The peak of such astonishment comes from Takahiro Kawaguchi and his excellent track entitled "White Out". I won't go into too much detail, but I will say that many will be hard pressed to figure out what-in-the-world is going on in the course of its duration.
And with a sharp "BEEP-BEEP", we hear the beginning of a track by Asuna of an air conditioner from two different vantage points. In the right channel he captures, what his notes refer to as, the "air condition of air conditioner"; and in the left channel he captures the "solids condition of air conditioner". Perhaps two different kinds of microphones were set up on the same air conditioner and then recorded at the same time? If so, it's a nice concept and one that needs to be explored more often in the realm of field recording work. It indeed sounds like a contact microphone was used for one channel, while a regular microphone was used for the other. The highlight of this piece is at the end when the unit suddenly stops with a short "BEEP" and then we hear its long final breath trailing out of hearing range, and just when you think the track already ended, you hear a sudden "CLICK". But maybe this takes an esoteric sound geek like myself to appreciate this...
Next comes a playfully serendipitous capture by "howling voice" chanteuse Ami Yoshida. Here we have what sounds like distant childlike melodies being broadcast into an empty train station or shopping mall from some kind of retail display or video game, and unintentionally playing in sync with the various sounds in the immediate vicinity.
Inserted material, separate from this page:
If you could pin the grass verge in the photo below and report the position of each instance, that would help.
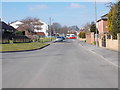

And not to be forgotten, the second track by Yasuo Totsuka entitled "La Grande Illusion" lovingly frames a day-to-day moment with Ozu-like attentiveness with what might be a radio playing standard romantic period chamber music at a place of employment like a restaurant kitchen.
Perhaps I've given too much away, but it's certainly a release for dedicated sound geek collectors, and maybe some of the less dedicated might appreciate a release like this as well.